Source: Harvard Educational Review. Vol. 79, Iss. 4; pg. 745-755. (Winter 2009).
(Reviewed by the Portal Team)

In this essay, the author explores and discusses some common themes found in her experiences as a Latina undergraduate student. During the summer of 2008, the author conducted fieldwork in a rural town in Mexico. The author’s experiences as the only Latina student on this trip were similar to her experiences at her university and those discussed by Latina scholars.

The author considers the pros and cons of being an insider and an outsider to a rural town in Mexico, the use of Latinos as cultural brokers while denying their contributions as social scientists, and the blame she experienced for her lack of adjustment.

No Soy Gringa: Negotiating Insider and Outsider Status in Mexico

The author’s insider/outsider status at this field site in Mexico caused her peers, and in some instances the local community members, to question the degree of her insider perspective.
As a result, the author felt liminal. On the one hand, the author considered herself an insider because the author is a Mexican American (born in Houston, Texas) . On the other hand, the author also considered herself an outsider because the author didn't grow up in Mexico and her family wasn't from this region. The other students and the author were introduced as gringas to the local people, but the author considered herself Mexicana. The author had a hard time dealing with this at the beginning.

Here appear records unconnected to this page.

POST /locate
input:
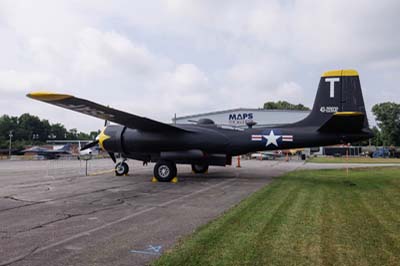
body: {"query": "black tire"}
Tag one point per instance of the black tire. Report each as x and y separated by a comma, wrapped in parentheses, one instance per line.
(199, 168)
(165, 171)
(121, 168)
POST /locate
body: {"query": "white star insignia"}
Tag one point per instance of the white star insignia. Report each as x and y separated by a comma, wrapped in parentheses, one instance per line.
(271, 138)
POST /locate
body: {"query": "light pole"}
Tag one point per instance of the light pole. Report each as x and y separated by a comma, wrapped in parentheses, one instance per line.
(9, 148)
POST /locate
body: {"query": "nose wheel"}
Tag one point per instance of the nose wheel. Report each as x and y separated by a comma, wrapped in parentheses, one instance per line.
(165, 171)
(121, 168)
(199, 168)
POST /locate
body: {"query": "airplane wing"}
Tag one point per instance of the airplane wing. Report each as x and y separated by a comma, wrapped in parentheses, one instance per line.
(344, 122)
(103, 112)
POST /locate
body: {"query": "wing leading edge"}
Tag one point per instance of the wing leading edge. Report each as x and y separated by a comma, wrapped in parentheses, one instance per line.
(106, 113)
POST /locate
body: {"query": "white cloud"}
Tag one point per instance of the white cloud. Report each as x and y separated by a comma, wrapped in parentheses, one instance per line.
(161, 57)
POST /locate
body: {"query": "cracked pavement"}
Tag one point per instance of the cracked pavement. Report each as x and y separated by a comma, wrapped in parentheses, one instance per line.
(51, 214)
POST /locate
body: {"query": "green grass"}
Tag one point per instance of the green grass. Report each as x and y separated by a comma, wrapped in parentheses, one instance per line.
(319, 217)
(353, 160)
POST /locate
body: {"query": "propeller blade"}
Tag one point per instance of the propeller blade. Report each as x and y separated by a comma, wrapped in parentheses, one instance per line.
(112, 155)
(90, 145)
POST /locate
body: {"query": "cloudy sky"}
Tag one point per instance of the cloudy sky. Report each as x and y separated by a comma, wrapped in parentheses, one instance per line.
(157, 58)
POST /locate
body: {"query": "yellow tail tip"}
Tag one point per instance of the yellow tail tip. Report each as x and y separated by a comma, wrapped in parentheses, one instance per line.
(340, 73)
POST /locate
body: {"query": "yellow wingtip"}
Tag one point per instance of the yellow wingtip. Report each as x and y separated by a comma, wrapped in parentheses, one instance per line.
(339, 73)
(48, 96)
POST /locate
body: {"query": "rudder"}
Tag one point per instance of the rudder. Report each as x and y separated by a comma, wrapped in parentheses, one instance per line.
(338, 91)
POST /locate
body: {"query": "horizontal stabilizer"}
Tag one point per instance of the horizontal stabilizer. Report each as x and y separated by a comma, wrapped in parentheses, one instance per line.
(106, 113)
(344, 122)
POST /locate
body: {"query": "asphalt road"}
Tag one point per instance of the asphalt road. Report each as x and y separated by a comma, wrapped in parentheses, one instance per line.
(51, 214)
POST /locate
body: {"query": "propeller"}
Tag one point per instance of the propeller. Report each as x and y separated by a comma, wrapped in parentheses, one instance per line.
(96, 141)
(90, 145)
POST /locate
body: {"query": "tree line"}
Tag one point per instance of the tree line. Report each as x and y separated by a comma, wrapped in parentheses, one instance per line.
(31, 130)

Latinas as Cultural Brokers

Outside of Mexico, there have also been instances in which her Latina perspective has caused some to question her objectivity as a researcher and her legitimacy as a young social scientist.
Despite others' dismissal of her academic contributions, like many Latinos in the academy, the author has often been used as a cultural broker. The author was invited to Mexico to provide research assistance. However, the author felt as if her peers saw her as a cultural broker rather than as a fellow scholar. Her peers expected her to translate words or phrases for them.
The author also used the findings of a survey carried out by the American Anthropological Association in 1973. According to this survey, more than half of the minority anthropologists agreed that minority scholars had been utilized chiefly as field-workers, interviewers, liaisons to an ethnic group, cultural broker-interpreter and informants (Chapter III, para. 28).

Lack of Adjustment

In addition to serving in a secondary capacity, the author is blamed for not being well-adjusted as an undergraduate student and as a student researcher abroad. The author has a general awareness of her own conflicting cultural values. Some of these conflicts have to do with separation from family, the questioning of her dedication, internal contradictions, hostilities in academia, and the perceived lack of her preparedness. Educators and scholars sometimes blame Latino/a students for their failures - suggesting that something is somehow wrong with Latino/a students, their personality, their mentality, their way of thinking, or their attitudes.

Personal Survival Strategies

The author also discusses the ways she resists these obstacles through survival strategies.

In order to survive the contradictions of college, the author relies on a Latina epistemology - sobrevivencia - the ability to survive, resist, and be resilient (Villenas, 2005). In the field, the author learned to set boundaries. The author sometimes chose to ignore the other students when they called her name or asked her to translate because the author thought that some of the things they were saying didn't make sense or weren't relevant to the people with whom they were speaking. The author also chose not to walk around town with the other students.

On campus, the author has gained strength from other people. Her mentors have empowered her and given her confidence when the author wanted to give up. The author has also gained strength from the programs in which the author participates, the community projects and student organization in which the author is involved, and the constant apoyo given to her by her parents.

References
American Anthropological Association. (1973). Minority report. Retrieved April 25, 2008, from https://www.americananthro.org/

Villenas, S. (2005). Commentary: Latina literacies in convivencia: Communal spaces of teaching and learning. Anthropology and Education Quarterly, 36(3), 273-277.